That said, there is a representative of what seems to be a government who appears briefly in Finder: Dream Sequence. And we also see some bureaucratic maneuverings involving the ownership and organization of a big, profitable corporation. (And, as you know, Bob, corporations are creatures of the law: outside of that framework, even the best-organized and -focused group for maximizing profit is just a gang.) Perhaps McNeil is just not all that interested in depicting governance, but does have some ideas of how these domed cities rule themselves - I'm imagining something like the Doge and Great Council of Venice, where the local clans would have somewhat equal weight and there's some single figure to make the final decisions. But that would be on the individual city level, since McNeil has made it very clear they are each separate entities. And the clans tend to cluster, I think: each city has a few clans that are dominant, with others in smaller numbers. So I still think inter-city conflicts are still very likely, unless this world is so depopulated that thousands of miles separate what is only a handful of cities in the world.
(And, frankly, a lot of this world still reads to me as a horrible dystopia.

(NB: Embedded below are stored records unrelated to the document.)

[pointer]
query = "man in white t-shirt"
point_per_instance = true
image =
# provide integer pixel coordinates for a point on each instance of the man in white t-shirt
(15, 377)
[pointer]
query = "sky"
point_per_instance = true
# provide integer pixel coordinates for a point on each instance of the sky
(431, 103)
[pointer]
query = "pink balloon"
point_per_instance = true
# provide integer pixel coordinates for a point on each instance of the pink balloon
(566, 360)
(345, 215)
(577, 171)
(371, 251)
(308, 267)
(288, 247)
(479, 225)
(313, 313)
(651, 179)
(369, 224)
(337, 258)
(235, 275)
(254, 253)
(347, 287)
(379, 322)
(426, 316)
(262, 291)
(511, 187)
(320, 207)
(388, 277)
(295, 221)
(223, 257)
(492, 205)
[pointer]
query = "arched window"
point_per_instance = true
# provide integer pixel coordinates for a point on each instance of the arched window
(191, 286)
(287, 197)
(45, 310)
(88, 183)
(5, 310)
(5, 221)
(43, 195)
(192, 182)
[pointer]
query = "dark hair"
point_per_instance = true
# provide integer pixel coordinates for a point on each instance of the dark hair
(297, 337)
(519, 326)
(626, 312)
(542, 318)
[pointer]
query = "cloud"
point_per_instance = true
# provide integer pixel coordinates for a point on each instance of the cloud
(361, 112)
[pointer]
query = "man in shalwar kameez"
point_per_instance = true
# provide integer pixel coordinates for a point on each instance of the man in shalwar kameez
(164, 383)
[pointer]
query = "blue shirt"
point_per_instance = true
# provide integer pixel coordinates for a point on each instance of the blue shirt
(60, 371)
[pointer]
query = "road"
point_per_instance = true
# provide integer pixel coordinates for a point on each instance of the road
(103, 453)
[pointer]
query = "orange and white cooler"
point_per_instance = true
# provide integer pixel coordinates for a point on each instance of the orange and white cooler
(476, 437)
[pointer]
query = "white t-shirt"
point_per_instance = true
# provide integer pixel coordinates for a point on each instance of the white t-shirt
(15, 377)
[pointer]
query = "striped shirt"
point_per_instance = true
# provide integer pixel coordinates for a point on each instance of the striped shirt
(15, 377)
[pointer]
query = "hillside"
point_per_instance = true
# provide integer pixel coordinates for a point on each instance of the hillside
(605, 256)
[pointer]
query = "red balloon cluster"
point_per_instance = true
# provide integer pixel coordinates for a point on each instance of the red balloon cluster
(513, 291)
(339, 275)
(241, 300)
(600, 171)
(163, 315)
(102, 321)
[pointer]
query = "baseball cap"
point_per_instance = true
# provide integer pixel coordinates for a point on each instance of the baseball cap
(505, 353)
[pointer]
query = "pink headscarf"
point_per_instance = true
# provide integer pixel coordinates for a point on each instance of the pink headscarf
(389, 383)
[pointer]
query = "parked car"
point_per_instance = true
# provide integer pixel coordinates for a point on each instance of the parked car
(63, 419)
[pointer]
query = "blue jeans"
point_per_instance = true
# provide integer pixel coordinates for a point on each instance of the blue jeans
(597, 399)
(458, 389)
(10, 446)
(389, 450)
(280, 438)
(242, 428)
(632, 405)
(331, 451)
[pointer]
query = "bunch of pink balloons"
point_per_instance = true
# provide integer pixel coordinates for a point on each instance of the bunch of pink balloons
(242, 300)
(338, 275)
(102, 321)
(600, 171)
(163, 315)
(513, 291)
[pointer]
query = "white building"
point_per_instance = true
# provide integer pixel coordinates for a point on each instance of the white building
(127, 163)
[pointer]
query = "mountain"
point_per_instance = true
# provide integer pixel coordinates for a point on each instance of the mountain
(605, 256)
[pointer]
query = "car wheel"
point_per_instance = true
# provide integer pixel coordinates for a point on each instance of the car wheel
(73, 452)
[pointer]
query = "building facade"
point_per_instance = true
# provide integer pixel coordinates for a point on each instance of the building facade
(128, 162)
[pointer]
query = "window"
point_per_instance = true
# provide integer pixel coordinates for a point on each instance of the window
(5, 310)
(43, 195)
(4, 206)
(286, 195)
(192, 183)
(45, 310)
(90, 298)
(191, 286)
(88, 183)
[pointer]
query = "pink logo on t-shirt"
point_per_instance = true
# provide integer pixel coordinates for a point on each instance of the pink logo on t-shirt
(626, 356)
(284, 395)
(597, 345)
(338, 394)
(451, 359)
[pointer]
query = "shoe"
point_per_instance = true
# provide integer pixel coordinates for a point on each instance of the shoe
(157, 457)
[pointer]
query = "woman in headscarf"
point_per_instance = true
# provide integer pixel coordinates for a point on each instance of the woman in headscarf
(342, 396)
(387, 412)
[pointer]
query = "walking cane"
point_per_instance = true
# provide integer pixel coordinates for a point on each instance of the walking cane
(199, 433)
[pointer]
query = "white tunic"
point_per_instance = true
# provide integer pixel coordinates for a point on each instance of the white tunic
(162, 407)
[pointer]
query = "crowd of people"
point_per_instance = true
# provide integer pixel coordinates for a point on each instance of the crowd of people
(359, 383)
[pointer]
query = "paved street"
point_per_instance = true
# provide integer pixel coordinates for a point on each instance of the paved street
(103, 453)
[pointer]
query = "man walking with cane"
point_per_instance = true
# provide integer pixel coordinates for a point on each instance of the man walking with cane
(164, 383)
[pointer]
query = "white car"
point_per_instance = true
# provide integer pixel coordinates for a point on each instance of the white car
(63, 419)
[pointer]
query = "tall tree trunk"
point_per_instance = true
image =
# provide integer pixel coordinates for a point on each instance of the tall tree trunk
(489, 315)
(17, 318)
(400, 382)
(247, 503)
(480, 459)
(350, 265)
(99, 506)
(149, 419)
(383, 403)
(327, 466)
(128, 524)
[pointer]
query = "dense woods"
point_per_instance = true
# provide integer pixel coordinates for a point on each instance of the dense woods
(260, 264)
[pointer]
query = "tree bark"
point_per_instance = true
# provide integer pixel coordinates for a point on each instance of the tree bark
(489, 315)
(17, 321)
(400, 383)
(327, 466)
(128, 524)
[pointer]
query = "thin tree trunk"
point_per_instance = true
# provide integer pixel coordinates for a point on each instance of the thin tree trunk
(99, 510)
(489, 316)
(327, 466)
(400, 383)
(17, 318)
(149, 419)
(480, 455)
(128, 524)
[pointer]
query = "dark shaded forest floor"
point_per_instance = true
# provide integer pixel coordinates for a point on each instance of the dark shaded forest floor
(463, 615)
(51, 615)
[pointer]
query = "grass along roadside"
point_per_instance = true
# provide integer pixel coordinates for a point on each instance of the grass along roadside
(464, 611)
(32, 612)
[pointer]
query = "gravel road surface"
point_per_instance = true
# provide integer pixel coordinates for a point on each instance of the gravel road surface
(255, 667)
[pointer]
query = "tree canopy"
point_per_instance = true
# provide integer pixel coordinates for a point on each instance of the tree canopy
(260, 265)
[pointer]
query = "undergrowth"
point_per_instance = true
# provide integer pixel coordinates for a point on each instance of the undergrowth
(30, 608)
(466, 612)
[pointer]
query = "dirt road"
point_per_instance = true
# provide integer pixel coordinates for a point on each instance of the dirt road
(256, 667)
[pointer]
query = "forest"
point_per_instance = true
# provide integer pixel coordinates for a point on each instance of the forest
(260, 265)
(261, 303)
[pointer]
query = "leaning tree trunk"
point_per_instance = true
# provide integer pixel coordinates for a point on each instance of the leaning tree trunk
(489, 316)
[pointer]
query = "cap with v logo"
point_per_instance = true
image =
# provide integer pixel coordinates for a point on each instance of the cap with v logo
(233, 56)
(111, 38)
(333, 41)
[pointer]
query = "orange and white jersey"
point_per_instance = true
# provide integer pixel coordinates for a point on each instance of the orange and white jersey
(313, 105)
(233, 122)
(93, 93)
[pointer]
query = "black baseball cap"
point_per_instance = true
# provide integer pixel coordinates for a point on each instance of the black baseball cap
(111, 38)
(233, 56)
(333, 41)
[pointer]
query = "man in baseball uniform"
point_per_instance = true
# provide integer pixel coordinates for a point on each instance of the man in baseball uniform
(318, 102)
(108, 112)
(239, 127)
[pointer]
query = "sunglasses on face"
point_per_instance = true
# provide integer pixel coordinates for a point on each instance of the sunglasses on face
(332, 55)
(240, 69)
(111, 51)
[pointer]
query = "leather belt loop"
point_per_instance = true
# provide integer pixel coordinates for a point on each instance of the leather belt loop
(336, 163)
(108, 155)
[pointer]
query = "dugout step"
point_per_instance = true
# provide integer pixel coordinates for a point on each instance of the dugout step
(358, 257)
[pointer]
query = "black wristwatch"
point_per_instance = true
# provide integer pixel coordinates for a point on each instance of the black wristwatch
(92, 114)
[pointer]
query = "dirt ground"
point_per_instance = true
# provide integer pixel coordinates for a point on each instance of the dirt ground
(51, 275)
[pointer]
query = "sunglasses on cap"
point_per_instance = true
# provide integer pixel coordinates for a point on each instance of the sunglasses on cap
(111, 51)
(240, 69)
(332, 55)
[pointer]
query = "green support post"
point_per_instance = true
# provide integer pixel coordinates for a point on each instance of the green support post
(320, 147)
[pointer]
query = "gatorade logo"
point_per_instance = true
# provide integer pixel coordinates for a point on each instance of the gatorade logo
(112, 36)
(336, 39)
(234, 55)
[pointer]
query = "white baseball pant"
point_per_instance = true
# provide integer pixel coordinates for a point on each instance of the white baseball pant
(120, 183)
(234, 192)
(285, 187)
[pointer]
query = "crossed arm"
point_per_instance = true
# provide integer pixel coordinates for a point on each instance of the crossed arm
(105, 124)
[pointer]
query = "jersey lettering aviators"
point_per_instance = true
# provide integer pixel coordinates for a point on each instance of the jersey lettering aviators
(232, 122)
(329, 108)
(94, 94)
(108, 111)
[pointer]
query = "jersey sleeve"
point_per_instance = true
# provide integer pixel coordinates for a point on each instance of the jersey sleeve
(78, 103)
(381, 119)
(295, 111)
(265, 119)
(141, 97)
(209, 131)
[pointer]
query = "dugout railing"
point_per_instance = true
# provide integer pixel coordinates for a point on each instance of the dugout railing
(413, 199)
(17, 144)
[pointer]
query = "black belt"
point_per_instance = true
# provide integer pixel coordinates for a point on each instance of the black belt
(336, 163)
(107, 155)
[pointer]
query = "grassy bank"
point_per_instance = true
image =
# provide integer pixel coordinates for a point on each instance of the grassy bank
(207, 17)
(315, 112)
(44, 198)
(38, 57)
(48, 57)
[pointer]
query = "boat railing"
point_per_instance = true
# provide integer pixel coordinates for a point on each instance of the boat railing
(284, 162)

Wastelands full of semi-feral tribes living Hobbesian lives. City people forced into straitjacket lives because their clan only can do three careers. Plus late capitalism in all its splendor and horrors, almost the same as in our world.)
But worlds don't need to be perfect, or wonderful, or even tolerable: they need to be interesting places where stories can happen. And Finder has that in spades.
Dream Sequence is the first book collected in the second omnibus, The Finder Library, Vol. 2. I read the first omnibus all in a rush, but I think I'm going to take these stories one-by-one.
The main character is Magri White, a tormented young genius who creates and maintains the VR realm Elsewhere in his head. Finder has a theory of mind that draws as much on '50s psionics as on '80s cyberpunk, so White was driven into this world by the weight of hearing everyone else's unpleasant mental chatter as a child - specifically chatter about him, and particularly negative chatter, so it's not entirely clear if this was real or his self-loathing assumptions - all of the time. McNeil presents this all in a SFnal context, and her characters have extensive brain augmentation and computer-connection available, so this is all "real" on some level: maybe psychological, maybe actual brain-to-brain communication. The people of this particular domed city - I think it's still Anvar, the site of most of the series to date - are often extensively brain-jacked, for both work and entertainment.
(McNeil, in her notes, also says "I don't think the voices Magri heard all the way back to age five were anything unusual," which implies she has a very different experience of life: I've never known anyone who claimed to hear other people's thoughts in their heads, and I would generally consider a person who did say that to be unbalanced at best.)
So: Magri has created a large, detailed, seemingly real place, which is hugely popular because it's the only one of its kind. Other VR realms are built on computers and maintained by computers; his is organic and clearly more human. A vast corporation, originally started by his distant, cold parents, has grown up around Elsewhere; Magri owns it but whether he could control it, even if he were less of a distracted tormented-artist type, is less clear. In fact, we see the be-suited men who run the corporation, who treat Magri as an annoyance and a resource to be exploited, the fallibly organic substrate that eternally complicates their crisp budget projections and plans and goals. Their schemes drive much of he plot of Dream Sequence; this is largely the story of how changes in Elsewhere provoke crises, how those suits plan to respond, and how Magri finally does something active, in both his interior and exterior world, for the first time in more than a decade.
From the beginning of Dream Sequence, we know something is wrong with Elsewhere: some malevolent force is stalking and maiming visitors there. McNeil uses that opportunity to play some interesting variations on the old "if you die in VR, you die in real life" standard. We see that Magri is coming more and more unglued: Elsewhere is him, so whatever is wrong with it must be coming from him in some way.
The suits find a scapegoat to blame the violence on - an actual person who looks something like the figure in Elsewhere, who as far as we can tell has nothing to do with it. (It's Jaeger, McNeil's main continuing character, which her notes had to tell me - he barely talks, doesn't get a name in the story pages, looks completely different, and his role here is purely as an innocent scapegoat.)
In the end, Magri does face the source of the problem head-on, takes responsibility and control, and moves forward: the ending we hoped for and wanted.
That's all the what of this story. What makes it special - why McNeil gets such rapturous reviews and glowing quotes - is the how. She's a magnificent artist and a thoughtful writer; this book is filled with complex pages that read precisely, with masses of background text and visionary images, long dialogue and monologue sequences, and a parade of amazing imagery, here set free by the possibilities of Elsewhere as a VR realm in general and its breaking down in particular. This is a deep, intense story on a subject very close to its creator, about trauma and creation and the terror of being in the spotlight, family and escapism and the rapacity of capitalism. I can quibble about some details - I did, of course - but it forms into a complete, self-consistent, inspiring whole.
[1] See my post on The Finder Library, Vol. 1, which collects the first three storylines, for more details, and some background on the world.